TOTAL - (USED + AVAILABLE) = DIFFERENZ

also knapp 18,5 GB Festplatte, die einfach nicht da ist. Ich bins ja gewohnt, dass solche Angaben meistens etwas auseinander gehen bzw. nicht ganz stimmen - aber 18,5GB !!!!

das ist mir dann doch zu viel des guten.

Weiß jemand, woran das liegen könnte?

ich weiß nichtmal, wo man ansetzen könnte. Wie soll man etwas finden, was nicht da ist   :Confused: 

Vielen Dank schonmal für eure Antwort =)

die 18,5 GB bräucht ich nämlich für die geplante Anwendung des PCs (eben als HTPC bzw. NAS) doch recht dringend  :Smile: 

Aber wo sind sie hin?

----------

## a.forlorn

Journal für ext3. Wie MFT für NTFS.

PS: macht sich auch ganz gut mindestens /home auf eine extra Partition zu legen, besonders bei backups oder Neuinstallationen.

----------

## WiredEd

Du solltest auch berücksichtigen, dass beim Erstellen des Dateisystems 5% für root reserviert werden, die da natürlich bei einer so grossen Partition schon ein mächtiges Pfund darstellen.

Bei mir habe ich das bei reinen Daten-Partitionen ganz abgeschaltet, und bei der / Partition auf einen Prozentsatz gesenkt, der etwa 2GB entspricht.

----------

## blice

Gib doch mal die ausgabe von "df -h"  da gibt der in G an.

1G=1024M=1048576K

Bei deinem Available ergibt das ~ 343 GB

+ swap (?? wozu 2GB! ) ~345 GB

Hersteller :400GB != USER:400GB

               400x1000MB(400.000) != 400x1024MB(409.600)

Wenn man jetzt noch bedenkt daß Gentoo/Linux bei ext3 rund 10% als sicherheitspuffer verwendet (also ca. 40G) passt die Zahl bei Available schon.

Die Platte ist zwar größer (fdisk -l /dev/sda) aber Gentoo nutzt nur rund 90%

Ich hoffe ich konnte helfen.

ps: wegen der ~10% reserve gabs irgendwo mal einen tweak hier im forum..

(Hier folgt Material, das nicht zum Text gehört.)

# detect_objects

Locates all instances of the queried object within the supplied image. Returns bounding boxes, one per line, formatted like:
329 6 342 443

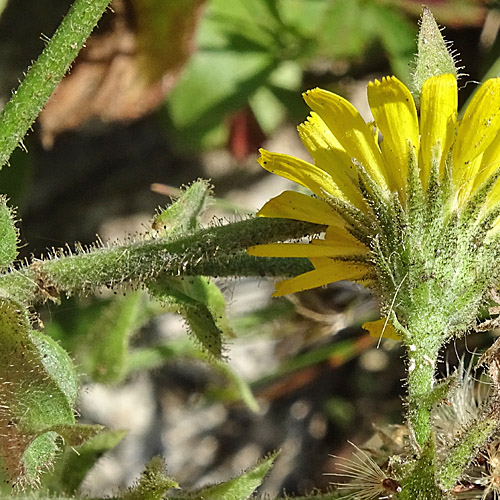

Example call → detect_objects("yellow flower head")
249 74 500 340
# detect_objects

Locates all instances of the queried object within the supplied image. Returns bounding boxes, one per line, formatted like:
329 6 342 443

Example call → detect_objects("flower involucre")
248 74 500 340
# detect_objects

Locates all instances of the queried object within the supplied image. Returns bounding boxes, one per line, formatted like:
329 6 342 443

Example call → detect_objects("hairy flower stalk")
248 68 500 499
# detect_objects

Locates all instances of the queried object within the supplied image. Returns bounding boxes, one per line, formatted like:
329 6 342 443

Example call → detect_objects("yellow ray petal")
258 149 339 196
320 226 368 252
368 76 419 200
362 318 401 340
247 240 367 258
472 133 500 206
273 259 367 297
257 191 344 227
297 112 366 210
420 74 458 189
452 78 500 188
304 89 388 193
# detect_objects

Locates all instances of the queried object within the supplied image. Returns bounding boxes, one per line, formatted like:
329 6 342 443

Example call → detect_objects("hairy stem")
0 0 110 168
0 219 323 303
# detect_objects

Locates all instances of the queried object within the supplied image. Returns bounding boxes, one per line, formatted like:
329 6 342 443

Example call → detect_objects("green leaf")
0 298 76 484
83 291 144 384
153 179 212 235
317 0 376 58
119 457 179 500
148 276 233 359
167 48 275 151
43 425 127 495
0 196 18 270
411 7 458 103
372 4 416 82
173 453 278 500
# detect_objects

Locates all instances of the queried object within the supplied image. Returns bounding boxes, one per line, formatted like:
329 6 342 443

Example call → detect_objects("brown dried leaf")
36 0 205 147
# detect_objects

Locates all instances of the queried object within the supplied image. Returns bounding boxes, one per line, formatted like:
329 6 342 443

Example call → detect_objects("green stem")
399 334 446 500
408 344 438 452
0 0 110 168
0 218 323 303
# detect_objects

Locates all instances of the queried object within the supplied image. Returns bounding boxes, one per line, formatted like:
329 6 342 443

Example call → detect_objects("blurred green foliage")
167 0 417 151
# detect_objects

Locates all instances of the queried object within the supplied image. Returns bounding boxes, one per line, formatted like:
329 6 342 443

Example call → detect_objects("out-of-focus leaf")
0 196 18 270
207 361 259 412
249 61 305 135
317 0 377 58
42 426 127 495
0 0 8 15
167 50 275 150
173 453 278 500
132 0 205 82
149 276 233 359
36 0 205 147
377 0 488 28
0 298 77 484
82 291 143 383
153 180 212 235
0 143 33 211
373 6 417 82
119 457 179 500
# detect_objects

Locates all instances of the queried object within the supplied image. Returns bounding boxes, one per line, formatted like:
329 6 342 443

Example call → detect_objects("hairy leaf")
0 196 18 270
174 453 278 500
0 298 76 484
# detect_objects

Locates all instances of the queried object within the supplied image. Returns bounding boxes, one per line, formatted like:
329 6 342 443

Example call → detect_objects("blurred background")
0 0 500 495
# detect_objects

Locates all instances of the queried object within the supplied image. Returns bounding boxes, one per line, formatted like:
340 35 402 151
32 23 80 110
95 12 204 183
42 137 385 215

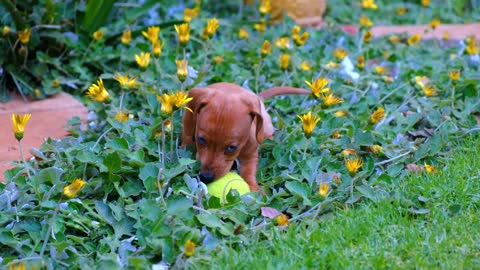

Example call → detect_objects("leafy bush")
0 2 480 269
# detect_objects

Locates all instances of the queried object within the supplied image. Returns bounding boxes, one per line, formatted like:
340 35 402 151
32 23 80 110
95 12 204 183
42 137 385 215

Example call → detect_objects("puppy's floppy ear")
182 88 210 146
250 97 273 143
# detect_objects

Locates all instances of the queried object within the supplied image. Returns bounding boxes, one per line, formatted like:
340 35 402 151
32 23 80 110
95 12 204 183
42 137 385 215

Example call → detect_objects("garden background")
0 0 480 269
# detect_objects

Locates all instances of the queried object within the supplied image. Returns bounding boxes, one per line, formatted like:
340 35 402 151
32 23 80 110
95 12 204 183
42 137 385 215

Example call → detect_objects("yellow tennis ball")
207 172 250 203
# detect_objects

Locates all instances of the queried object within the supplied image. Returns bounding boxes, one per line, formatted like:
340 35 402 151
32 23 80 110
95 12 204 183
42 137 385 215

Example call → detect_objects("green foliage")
0 1 480 269
199 135 480 269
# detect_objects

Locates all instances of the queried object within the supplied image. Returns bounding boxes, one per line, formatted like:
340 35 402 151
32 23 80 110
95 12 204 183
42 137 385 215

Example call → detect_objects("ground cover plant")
0 1 480 269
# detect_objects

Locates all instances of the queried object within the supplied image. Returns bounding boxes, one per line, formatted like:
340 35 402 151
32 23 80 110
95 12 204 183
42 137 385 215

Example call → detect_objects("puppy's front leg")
238 151 260 191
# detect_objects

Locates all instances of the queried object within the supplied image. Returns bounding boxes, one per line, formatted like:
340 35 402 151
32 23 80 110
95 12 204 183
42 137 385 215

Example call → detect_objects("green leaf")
197 213 233 236
82 0 115 34
103 152 122 173
105 138 129 153
34 167 63 185
167 196 193 218
285 181 312 205
353 129 374 145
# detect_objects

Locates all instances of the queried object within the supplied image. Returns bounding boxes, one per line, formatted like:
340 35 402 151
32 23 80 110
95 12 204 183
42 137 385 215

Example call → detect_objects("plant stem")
157 142 167 208
452 85 455 111
18 141 30 178
40 198 62 257
0 0 25 30
90 127 113 150
253 57 263 93
170 112 175 159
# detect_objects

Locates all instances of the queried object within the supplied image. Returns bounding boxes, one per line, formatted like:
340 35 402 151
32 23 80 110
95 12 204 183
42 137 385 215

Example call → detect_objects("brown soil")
0 23 480 184
0 93 87 181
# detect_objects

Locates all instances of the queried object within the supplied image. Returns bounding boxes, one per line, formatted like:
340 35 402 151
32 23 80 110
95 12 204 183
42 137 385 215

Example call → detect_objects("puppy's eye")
225 145 237 154
197 136 207 146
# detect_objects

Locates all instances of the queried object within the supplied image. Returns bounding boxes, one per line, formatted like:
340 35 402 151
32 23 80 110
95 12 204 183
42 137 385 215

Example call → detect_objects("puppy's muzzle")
200 172 215 184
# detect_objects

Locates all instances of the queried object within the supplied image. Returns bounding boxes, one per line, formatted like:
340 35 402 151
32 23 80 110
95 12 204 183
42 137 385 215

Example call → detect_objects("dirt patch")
0 93 88 181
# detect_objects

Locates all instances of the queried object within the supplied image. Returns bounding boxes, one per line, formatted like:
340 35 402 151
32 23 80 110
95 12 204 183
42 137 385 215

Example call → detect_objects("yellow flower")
52 80 60 88
325 61 340 69
382 76 393 83
342 148 357 158
294 32 310 46
318 183 328 197
375 66 385 75
18 28 32 44
253 18 267 33
173 91 193 111
260 40 272 56
388 35 400 44
448 70 461 81
183 240 195 257
407 34 422 46
330 130 341 139
258 0 272 14
115 111 128 123
428 18 440 29
332 174 342 185
175 23 190 46
305 78 330 98
87 79 110 102
370 107 385 124
361 0 378 9
92 29 103 41
363 31 373 43
368 144 383 155
135 52 150 68
424 163 437 174
300 60 312 71
333 110 347 117
357 55 365 69
183 8 199 22
142 26 160 44
12 114 32 141
157 93 175 114
275 37 292 49
63 178 87 199
360 15 373 27
298 111 320 139
292 25 302 37
238 28 250 39
113 72 138 88
120 29 132 45
277 214 288 227
323 93 343 107
415 76 430 89
279 53 290 69
5 261 26 270
202 18 218 39
2 26 10 36
152 40 163 56
175 59 188 82
333 48 348 60
422 84 437 97
465 36 480 55
396 7 407 16
442 32 450 40
345 156 363 175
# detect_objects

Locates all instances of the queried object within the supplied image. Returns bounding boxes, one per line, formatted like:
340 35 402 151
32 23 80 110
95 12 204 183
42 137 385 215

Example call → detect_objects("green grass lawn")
192 136 480 269
0 0 480 269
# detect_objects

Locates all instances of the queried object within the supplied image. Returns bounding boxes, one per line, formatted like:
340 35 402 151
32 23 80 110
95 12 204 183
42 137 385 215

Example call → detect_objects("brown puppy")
182 83 310 191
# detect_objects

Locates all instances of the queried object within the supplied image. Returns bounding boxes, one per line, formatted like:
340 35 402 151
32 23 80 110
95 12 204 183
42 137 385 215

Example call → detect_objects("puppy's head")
182 87 273 182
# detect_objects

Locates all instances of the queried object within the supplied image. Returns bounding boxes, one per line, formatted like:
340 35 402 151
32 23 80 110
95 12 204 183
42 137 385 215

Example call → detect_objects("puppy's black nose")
200 172 214 184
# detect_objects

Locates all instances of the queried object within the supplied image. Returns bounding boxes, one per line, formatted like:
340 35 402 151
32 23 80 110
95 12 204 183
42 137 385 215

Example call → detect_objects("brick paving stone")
0 93 88 181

Edit: oha 3 antworten innerhalb weniger sekunden  :Smile: 

----------

## SecondFirst

 *a.forlorn wrote:*   

> Journal für ext3. Wie MFT für NTFS.
> 
> PS: macht sich auch ganz gut mindestens /home auf eine extra Partition zu legen, besonders bei backups oder Neuinstallationen.

 

verbraucht das Journal so viel?

ach das mit /home auf ne Extra Partition hab ich überlegt, aber verworfen weil ich eine Dateistruktur vorgesehen hatte, die sich aber inzwischen wiederum geändert hab   :Very Happy: 

inzwischen würde sichs vllt sogar lohnen (FTP Server liegt auf home statt auf /var/ftp, Websiten liegen auch auf /home, das war eigentlich so nicht vorgesehen, hat sich aber so ergeben   :Wink: )

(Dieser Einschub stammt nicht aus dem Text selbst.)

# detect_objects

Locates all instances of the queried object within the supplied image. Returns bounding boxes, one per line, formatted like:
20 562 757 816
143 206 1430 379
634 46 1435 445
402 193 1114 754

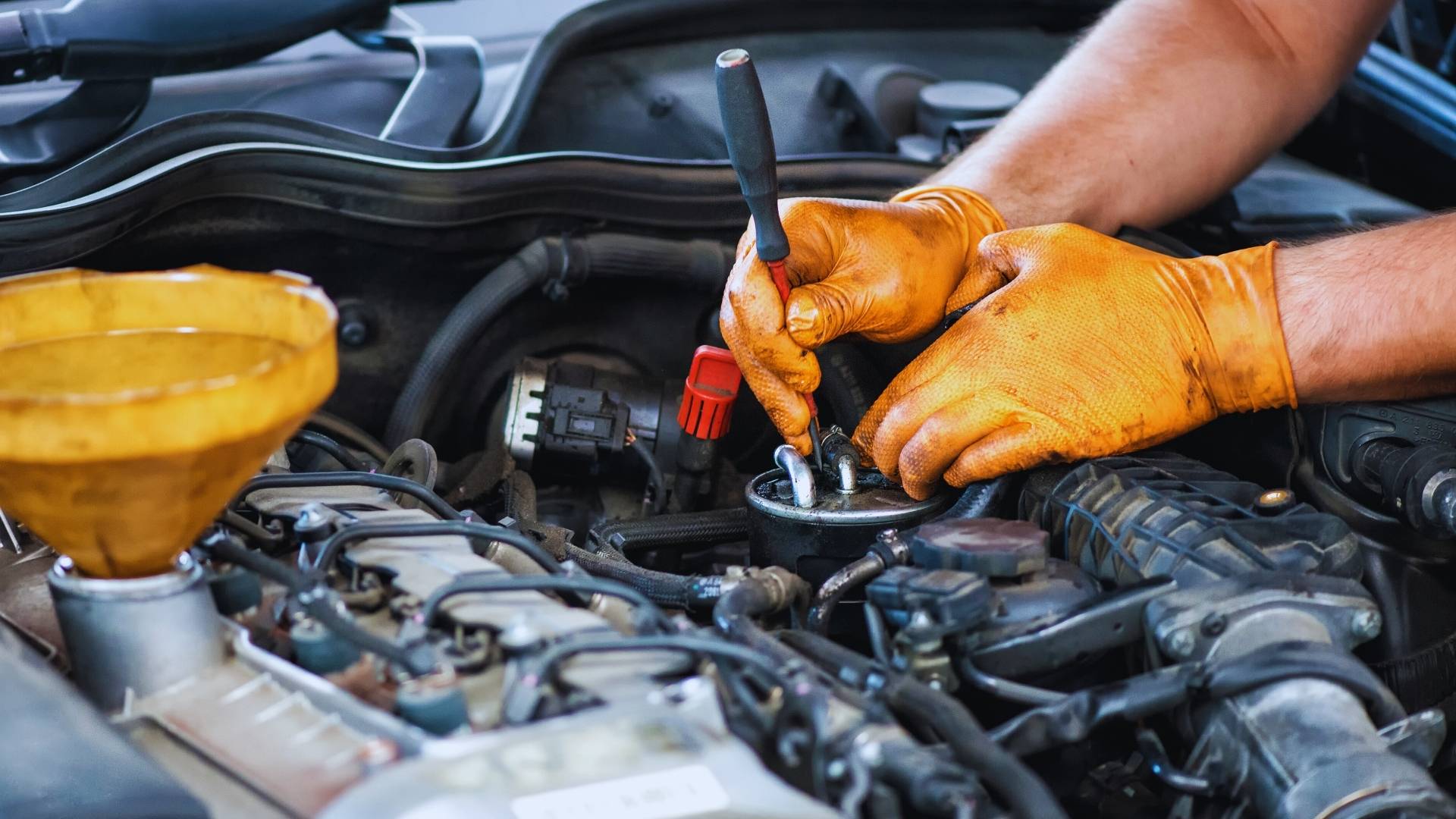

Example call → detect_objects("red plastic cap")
677 344 742 440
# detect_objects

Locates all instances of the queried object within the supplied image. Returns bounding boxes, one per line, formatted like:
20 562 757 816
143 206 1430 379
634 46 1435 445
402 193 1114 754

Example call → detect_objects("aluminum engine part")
46 554 223 711
1022 453 1456 819
322 678 839 819
98 466 815 819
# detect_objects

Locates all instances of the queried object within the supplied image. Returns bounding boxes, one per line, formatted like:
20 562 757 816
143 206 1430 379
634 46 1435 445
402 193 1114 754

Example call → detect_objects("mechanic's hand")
719 185 1005 455
853 224 1296 498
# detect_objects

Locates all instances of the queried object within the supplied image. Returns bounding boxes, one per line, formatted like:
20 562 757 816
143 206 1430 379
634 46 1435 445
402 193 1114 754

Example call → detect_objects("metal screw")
1163 628 1194 659
1254 490 1294 514
339 305 373 347
1200 612 1228 637
646 92 677 120
1350 609 1380 640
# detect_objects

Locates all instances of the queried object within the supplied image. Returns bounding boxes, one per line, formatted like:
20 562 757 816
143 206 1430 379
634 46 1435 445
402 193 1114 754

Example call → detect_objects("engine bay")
0 3 1456 819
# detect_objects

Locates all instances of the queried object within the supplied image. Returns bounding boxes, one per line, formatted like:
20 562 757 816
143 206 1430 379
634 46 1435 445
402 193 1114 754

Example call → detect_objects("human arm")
855 209 1456 497
720 0 1392 452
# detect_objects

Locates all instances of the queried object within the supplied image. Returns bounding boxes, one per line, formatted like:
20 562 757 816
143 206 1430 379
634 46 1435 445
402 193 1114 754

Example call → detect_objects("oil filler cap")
677 344 742 440
910 517 1046 577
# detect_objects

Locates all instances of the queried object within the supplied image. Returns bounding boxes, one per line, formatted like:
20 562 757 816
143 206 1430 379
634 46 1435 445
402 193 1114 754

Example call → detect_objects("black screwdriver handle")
715 48 789 262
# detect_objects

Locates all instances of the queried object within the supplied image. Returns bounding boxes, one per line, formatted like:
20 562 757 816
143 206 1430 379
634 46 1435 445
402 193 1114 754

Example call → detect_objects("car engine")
0 2 1456 819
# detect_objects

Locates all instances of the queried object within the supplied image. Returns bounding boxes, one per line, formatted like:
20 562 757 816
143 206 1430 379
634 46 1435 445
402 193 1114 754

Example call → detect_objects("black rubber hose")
714 576 802 666
303 410 389 463
779 631 1067 819
198 536 435 676
237 472 464 520
384 233 733 446
500 634 788 726
628 441 667 514
315 520 566 574
419 571 671 634
808 552 885 634
992 642 1405 756
291 430 369 472
566 544 722 609
590 506 748 552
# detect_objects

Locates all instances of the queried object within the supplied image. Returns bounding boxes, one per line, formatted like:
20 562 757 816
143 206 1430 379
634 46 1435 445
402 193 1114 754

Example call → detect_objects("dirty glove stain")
719 185 1005 453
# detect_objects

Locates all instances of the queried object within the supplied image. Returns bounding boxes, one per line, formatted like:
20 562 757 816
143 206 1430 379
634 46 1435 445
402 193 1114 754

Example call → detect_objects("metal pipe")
774 444 814 509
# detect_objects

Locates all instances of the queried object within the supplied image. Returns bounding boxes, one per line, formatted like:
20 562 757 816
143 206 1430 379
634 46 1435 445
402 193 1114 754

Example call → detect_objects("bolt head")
1163 628 1194 661
1350 609 1382 640
1198 613 1228 637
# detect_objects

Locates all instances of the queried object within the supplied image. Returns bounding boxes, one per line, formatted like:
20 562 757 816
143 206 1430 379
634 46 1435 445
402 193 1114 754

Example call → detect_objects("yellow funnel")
0 265 337 577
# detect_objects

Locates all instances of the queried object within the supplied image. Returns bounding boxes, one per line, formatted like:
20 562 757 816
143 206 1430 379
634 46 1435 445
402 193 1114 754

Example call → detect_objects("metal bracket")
0 80 152 177
344 9 485 147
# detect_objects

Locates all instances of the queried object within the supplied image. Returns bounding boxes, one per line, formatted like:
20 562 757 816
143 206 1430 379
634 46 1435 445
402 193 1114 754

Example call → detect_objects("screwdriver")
714 48 824 472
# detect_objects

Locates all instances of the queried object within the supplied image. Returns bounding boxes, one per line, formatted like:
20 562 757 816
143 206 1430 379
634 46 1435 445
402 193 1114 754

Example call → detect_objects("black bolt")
339 306 373 347
1198 613 1228 637
646 90 677 120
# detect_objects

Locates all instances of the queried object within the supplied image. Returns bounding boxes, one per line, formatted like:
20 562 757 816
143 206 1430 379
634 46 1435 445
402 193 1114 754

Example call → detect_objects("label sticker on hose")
511 765 728 819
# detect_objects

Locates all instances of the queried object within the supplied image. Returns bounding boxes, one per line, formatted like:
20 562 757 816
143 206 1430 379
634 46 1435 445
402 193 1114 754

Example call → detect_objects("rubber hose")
714 576 798 666
808 552 885 634
384 233 733 446
590 506 748 552
779 631 1067 819
566 545 722 609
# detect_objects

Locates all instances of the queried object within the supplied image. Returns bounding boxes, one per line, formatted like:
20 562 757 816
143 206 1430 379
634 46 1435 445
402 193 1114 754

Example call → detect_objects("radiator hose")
590 506 748 552
384 233 733 446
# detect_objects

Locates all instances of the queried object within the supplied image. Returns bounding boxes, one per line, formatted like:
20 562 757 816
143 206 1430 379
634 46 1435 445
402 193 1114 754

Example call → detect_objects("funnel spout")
0 267 337 577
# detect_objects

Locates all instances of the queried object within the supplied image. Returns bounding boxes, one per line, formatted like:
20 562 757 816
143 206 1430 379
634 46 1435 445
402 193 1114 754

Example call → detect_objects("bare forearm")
934 0 1392 232
1274 214 1456 403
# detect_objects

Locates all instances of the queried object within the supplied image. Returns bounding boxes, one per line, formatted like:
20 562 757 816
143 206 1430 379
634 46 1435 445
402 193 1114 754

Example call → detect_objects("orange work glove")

kann man die Partition noch nachträglich ohne Gefahr anlegen?

und noch die Frage (mangels Erfahrung): wie groß wird denn / ohne /home so werden?

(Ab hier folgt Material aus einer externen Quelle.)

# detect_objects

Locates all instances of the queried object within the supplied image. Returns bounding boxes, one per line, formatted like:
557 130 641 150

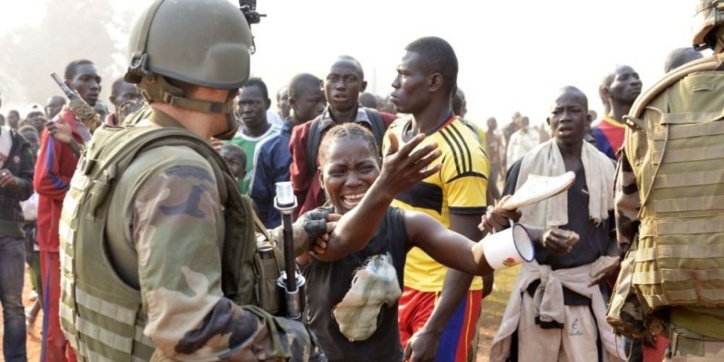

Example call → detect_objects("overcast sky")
0 0 708 124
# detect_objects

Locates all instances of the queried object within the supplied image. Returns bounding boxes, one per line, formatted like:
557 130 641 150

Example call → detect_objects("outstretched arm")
405 211 493 274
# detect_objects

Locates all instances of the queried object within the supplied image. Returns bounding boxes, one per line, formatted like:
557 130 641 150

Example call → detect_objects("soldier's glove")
272 209 329 256
297 209 329 240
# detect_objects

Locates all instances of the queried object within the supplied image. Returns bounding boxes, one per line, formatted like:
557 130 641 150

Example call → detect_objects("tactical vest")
59 121 275 362
624 55 724 310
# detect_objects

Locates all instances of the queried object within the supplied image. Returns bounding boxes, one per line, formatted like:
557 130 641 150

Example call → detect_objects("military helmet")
693 0 724 50
125 0 252 89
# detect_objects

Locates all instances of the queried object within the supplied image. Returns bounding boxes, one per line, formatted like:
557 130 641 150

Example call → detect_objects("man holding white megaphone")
480 87 625 361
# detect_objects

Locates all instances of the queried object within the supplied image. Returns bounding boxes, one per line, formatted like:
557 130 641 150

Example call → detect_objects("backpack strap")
365 108 387 149
624 54 724 129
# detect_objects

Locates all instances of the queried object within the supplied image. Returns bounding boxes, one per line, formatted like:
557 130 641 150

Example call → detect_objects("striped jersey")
382 117 490 292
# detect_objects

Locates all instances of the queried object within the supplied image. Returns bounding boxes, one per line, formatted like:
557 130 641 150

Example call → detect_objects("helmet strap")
141 75 234 113
139 75 239 140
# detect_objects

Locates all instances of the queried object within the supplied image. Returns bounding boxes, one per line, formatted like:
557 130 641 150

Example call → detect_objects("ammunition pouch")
253 233 284 315
606 236 646 338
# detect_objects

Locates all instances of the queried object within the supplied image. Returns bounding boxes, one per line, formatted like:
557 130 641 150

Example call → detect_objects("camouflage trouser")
664 333 724 362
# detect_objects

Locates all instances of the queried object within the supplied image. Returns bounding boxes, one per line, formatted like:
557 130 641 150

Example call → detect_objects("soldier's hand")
309 214 342 255
295 209 342 255
46 119 73 143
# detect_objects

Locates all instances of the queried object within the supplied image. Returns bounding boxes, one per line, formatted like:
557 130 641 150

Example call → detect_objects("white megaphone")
480 224 535 270
480 171 576 270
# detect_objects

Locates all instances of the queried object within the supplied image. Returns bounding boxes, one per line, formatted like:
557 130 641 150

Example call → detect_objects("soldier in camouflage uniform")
60 0 324 361
615 0 724 361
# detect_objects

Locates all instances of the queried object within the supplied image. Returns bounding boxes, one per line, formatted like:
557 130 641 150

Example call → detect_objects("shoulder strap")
624 54 724 129
307 117 322 175
458 117 480 142
365 108 386 148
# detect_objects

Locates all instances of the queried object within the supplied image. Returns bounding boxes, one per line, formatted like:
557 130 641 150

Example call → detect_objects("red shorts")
398 287 483 362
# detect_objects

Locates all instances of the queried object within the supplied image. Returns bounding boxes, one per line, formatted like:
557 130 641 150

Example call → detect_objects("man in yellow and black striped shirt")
383 37 490 362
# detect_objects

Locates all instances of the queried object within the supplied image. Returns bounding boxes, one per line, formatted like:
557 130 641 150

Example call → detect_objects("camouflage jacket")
108 114 319 361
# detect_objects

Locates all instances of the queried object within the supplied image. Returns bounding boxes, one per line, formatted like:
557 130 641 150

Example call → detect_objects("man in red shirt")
33 59 101 362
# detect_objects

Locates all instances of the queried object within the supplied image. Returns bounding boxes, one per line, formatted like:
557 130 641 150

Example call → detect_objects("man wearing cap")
33 59 101 362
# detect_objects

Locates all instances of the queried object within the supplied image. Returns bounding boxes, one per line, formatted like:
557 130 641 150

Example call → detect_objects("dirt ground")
0 267 519 362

ich weiß, kann mir keiner genau sagen, aber ich hab auch keine Ahnung, welche Partitionsgröße man annehmen könnte

Edit: so, ich muss euch jetzt der Reihe nach abarbeiten

vielen Dank für Eure Antworten erstmal   :Very Happy: 

1. Wo kann man denn den root reserve ändern - ich hatte davon auch schon gelesen, aber nirgends gefunden wo man das ändern kann

2.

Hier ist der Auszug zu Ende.